Yes. The policy can say something like the following about Gifts to Patients:
• Never give a gift in exchange for a referral.
• For Medicare and Medicaid patients: Each item may not have a retail value in excess of $10; the retail value of all items given in any one-year period to any one patient must not exceed $50.
• In the event that ABC makes a mistake that results in inconvenience for a patient, then an apology gift may be given to the patient so long as the apology gift does not cost in excess of $35.
• No alcoholic beverages, gift certificates, coupons, gift cards, cash, or other cash equivalents, in any amount, unless you receive prior approval from the CO.

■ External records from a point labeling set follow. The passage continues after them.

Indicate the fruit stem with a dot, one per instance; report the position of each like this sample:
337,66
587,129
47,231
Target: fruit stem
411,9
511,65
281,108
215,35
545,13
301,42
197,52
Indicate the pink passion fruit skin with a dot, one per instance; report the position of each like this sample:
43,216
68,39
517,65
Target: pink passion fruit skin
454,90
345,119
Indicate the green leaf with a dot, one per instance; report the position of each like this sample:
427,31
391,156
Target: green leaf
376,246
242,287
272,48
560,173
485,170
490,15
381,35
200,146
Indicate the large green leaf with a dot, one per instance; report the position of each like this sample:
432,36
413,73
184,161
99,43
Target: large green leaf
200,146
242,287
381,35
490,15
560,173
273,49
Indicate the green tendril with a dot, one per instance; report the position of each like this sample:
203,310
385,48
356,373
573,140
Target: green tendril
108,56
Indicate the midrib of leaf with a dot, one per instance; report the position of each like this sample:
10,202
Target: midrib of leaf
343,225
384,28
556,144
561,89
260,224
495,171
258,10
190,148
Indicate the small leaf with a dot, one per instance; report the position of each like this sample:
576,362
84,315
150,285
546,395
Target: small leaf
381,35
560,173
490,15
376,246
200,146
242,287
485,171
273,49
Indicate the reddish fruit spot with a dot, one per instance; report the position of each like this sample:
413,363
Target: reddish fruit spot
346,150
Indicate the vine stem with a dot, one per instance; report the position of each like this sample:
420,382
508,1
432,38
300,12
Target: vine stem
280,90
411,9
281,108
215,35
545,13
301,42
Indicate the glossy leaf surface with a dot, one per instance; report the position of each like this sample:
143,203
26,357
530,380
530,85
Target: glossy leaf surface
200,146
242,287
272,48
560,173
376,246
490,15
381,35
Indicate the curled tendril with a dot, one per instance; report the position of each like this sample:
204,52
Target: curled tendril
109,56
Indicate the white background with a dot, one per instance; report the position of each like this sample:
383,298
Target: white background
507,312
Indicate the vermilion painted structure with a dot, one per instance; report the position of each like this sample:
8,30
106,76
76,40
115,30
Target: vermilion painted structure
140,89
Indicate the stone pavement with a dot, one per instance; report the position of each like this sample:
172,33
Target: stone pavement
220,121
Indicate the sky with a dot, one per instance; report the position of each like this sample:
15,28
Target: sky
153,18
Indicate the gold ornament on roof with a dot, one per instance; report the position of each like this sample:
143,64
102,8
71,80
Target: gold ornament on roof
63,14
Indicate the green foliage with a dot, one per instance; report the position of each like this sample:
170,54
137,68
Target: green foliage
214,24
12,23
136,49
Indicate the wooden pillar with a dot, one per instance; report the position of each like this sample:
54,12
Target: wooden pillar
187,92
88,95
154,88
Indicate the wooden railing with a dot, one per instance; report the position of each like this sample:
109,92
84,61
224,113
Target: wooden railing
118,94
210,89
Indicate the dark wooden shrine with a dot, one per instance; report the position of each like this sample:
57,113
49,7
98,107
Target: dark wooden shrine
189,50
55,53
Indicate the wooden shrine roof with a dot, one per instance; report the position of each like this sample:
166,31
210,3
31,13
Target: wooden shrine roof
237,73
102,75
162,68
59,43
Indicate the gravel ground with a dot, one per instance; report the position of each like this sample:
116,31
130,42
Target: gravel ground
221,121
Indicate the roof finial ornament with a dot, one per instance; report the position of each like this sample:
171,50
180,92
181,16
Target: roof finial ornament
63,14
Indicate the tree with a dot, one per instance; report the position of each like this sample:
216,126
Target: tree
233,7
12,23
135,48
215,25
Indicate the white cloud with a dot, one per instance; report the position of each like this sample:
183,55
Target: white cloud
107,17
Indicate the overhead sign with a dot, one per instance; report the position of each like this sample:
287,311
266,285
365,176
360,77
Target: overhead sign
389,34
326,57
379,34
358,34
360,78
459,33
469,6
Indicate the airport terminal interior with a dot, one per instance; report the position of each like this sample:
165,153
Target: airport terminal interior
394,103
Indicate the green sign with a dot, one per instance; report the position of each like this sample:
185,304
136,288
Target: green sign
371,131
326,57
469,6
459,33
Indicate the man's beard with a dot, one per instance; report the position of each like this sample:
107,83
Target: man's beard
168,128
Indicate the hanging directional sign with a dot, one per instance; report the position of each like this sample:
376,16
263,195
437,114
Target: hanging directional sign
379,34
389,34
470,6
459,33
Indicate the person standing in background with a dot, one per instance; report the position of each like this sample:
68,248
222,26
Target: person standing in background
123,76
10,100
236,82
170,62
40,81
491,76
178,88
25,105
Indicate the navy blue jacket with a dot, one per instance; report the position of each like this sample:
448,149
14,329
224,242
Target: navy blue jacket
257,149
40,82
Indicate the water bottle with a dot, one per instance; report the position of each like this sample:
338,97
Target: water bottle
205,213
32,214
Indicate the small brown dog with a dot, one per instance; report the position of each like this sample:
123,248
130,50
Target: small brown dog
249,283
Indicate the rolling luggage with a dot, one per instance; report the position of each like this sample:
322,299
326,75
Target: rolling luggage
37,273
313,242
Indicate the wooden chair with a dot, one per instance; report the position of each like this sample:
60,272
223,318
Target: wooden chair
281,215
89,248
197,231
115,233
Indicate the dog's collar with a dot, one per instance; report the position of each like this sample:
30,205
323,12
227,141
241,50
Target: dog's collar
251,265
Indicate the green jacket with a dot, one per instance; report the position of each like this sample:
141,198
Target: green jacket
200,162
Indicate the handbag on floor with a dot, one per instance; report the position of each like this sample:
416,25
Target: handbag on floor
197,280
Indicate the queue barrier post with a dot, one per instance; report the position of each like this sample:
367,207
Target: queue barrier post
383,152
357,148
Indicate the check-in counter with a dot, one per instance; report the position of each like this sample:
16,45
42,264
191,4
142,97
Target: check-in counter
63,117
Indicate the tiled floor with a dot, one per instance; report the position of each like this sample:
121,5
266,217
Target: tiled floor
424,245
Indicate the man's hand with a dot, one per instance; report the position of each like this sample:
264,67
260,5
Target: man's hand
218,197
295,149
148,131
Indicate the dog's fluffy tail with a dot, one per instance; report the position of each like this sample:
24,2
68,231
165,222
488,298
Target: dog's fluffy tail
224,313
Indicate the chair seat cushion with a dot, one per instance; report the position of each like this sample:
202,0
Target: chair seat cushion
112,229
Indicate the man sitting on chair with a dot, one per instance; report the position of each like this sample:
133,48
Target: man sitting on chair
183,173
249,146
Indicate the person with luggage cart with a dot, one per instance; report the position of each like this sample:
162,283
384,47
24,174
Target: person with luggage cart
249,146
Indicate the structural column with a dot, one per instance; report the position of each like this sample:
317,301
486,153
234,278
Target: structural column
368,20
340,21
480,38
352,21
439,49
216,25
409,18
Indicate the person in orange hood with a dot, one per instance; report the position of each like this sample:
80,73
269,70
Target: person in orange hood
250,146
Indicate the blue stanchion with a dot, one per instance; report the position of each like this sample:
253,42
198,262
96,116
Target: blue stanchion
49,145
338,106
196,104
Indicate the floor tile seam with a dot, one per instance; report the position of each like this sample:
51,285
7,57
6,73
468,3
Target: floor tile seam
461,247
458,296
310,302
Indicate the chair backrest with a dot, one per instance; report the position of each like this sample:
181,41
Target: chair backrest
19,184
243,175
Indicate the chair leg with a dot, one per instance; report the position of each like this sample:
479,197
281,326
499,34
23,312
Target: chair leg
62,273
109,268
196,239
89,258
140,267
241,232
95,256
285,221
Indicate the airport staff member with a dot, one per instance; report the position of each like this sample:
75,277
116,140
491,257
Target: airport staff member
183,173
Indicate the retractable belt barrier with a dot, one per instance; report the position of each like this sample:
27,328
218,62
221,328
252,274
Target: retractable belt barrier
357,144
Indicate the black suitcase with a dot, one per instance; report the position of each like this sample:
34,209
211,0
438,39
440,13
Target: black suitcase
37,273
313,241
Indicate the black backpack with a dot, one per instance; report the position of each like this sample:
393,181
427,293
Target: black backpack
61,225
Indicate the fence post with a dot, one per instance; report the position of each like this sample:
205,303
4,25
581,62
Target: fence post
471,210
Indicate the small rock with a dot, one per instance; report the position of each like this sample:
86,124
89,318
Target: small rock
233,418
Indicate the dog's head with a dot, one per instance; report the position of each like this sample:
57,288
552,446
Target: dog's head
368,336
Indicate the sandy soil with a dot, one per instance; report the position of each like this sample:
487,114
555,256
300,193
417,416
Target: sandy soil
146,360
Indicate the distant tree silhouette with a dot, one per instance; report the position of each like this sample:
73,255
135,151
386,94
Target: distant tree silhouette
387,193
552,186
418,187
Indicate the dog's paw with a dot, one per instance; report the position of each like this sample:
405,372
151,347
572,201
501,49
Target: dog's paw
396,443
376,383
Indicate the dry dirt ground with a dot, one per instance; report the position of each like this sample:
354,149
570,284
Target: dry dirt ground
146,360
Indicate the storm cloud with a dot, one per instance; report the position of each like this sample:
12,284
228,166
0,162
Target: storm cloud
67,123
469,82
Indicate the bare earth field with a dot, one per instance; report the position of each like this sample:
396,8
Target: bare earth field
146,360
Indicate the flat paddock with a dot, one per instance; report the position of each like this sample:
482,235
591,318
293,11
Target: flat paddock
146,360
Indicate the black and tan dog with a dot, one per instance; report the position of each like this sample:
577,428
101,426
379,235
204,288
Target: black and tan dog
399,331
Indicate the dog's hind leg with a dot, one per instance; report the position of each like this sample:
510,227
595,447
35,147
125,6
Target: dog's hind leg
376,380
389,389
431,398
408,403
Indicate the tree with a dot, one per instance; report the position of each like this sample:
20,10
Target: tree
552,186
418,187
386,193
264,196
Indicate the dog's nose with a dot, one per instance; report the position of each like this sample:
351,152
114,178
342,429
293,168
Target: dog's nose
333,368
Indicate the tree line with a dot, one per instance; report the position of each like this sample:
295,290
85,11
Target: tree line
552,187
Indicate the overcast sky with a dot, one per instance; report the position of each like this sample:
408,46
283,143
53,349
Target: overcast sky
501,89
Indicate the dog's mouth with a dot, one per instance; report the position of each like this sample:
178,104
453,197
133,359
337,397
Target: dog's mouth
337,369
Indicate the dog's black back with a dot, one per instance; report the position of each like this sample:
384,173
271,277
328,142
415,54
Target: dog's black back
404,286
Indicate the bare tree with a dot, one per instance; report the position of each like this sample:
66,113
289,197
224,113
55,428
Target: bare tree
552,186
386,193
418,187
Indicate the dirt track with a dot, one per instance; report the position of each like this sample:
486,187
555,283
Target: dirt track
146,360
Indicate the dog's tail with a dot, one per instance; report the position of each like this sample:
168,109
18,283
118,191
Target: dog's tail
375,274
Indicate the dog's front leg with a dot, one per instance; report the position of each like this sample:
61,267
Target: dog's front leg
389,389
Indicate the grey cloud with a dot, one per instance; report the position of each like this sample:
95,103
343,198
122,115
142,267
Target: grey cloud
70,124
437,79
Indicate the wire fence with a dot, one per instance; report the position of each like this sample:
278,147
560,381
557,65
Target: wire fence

• Gifts with a retail value greater than $10 may be donated to charities, including patient advocacy groups, to benefit families and individuals in need, provided that the gifts do not specify which group—such as ABC patients—or which individual is to receive the gift.
Lastly, should there be disciplinary action in the event a marketing employee violates the policy?
Yes. Any employee who fails to comply with the ABC gift policy may be subject to disciplinary action, up to and including termination. Additionally, ABC may not reimburse employees for gifts they make that violate the Policy.